Key Entities (include if feature involves data)
- Hub Module: Represents a cohesive proxy+cache implementation for a specific ecosystem; attributes include supported protocols, cache strategy hooks, telemetry tags, and configuration constraints.
- Module Registry: Describes the mapping between hub names/types in config and their module implementations; stores module metadata (version, status, migration flag) for validation and observability.
- Cache Strategy Profile: Captures the policy knobs a module exposes (TTL, validation method, disk layout, eviction rules) and the allowed override values defined per hub.
Assumptions
- Existing hubs (npm, Docker, PyPI) will be migrated sequentially; legacy adapters remain available until the last hub switches.
- Engineers adding a new hub type can modify configuration schemas and documentation but not core runtime dependencies.
- Telemetry stack (logs/metrics) already exists and only requires additional tags; no new observability backend is needed.
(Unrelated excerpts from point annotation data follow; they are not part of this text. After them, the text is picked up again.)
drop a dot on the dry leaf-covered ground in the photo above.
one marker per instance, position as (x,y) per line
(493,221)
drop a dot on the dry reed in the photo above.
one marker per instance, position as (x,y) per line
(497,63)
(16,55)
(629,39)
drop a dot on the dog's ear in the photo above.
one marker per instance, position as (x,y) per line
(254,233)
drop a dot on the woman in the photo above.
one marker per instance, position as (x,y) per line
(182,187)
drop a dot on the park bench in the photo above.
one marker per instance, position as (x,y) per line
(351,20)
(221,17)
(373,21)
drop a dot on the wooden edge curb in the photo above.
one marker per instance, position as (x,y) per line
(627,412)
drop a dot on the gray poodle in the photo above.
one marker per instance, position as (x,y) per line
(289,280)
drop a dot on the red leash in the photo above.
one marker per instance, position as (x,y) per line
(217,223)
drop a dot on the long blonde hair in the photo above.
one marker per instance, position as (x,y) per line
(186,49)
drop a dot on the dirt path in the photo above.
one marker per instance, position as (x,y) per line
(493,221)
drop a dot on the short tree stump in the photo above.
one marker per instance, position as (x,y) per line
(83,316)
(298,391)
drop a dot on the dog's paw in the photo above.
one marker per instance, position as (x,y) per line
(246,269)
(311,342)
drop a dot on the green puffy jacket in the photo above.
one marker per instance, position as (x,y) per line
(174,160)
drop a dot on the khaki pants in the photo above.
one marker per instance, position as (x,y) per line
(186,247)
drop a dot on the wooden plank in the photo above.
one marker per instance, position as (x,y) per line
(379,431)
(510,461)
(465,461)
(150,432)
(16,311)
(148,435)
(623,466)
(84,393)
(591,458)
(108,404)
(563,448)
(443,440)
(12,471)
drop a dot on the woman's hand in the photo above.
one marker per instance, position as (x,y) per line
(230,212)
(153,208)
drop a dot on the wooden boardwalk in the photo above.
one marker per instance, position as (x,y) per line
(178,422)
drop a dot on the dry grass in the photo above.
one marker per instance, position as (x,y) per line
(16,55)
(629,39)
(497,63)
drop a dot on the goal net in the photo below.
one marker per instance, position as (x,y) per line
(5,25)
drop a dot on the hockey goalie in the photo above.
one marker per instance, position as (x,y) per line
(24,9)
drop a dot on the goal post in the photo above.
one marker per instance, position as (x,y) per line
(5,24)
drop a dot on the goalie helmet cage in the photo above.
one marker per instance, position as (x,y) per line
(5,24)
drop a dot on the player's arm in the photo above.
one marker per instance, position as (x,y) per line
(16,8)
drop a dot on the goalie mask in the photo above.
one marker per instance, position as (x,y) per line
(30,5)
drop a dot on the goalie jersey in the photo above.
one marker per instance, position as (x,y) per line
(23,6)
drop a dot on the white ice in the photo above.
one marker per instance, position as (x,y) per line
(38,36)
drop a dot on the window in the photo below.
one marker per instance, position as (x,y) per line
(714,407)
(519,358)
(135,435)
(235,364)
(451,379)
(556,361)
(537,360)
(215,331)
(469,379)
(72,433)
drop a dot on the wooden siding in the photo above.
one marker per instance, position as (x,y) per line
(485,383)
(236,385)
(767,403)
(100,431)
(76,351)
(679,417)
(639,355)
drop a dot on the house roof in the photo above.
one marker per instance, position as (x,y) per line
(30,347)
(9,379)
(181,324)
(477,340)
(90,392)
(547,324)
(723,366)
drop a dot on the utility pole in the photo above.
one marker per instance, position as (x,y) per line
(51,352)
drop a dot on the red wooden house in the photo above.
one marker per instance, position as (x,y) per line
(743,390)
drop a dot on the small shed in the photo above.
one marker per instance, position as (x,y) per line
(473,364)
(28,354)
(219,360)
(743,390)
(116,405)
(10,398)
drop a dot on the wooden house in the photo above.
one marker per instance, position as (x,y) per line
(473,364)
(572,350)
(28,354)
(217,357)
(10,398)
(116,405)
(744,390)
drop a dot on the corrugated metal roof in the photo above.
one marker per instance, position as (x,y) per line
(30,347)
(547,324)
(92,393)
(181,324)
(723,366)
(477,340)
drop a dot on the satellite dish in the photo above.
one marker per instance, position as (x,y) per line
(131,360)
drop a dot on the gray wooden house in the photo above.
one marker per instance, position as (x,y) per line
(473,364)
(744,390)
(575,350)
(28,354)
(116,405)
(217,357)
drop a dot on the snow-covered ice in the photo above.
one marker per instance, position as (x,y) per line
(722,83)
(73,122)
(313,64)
Success Criteria (mandatory)
Measurable Outcomes
- SC-001: A new hub type can be added by touching only its module directory plus configuration (≤2 additional files) and passes the module’s test suite within one working day.
- SC-002: Regression test suites show zero failing cases for unchanged hubs after enabling the modular architecture (baseline established before rollout).
- SC-003: Configuration validation rejects 100% of hubs that reference unregistered modules, preventing runtime panics in staging or production.
- SC-004: Operational logs for proxy and cache events include the module identifier in 100% of entries, enabling SREs to scope incidents in under 5 minutes.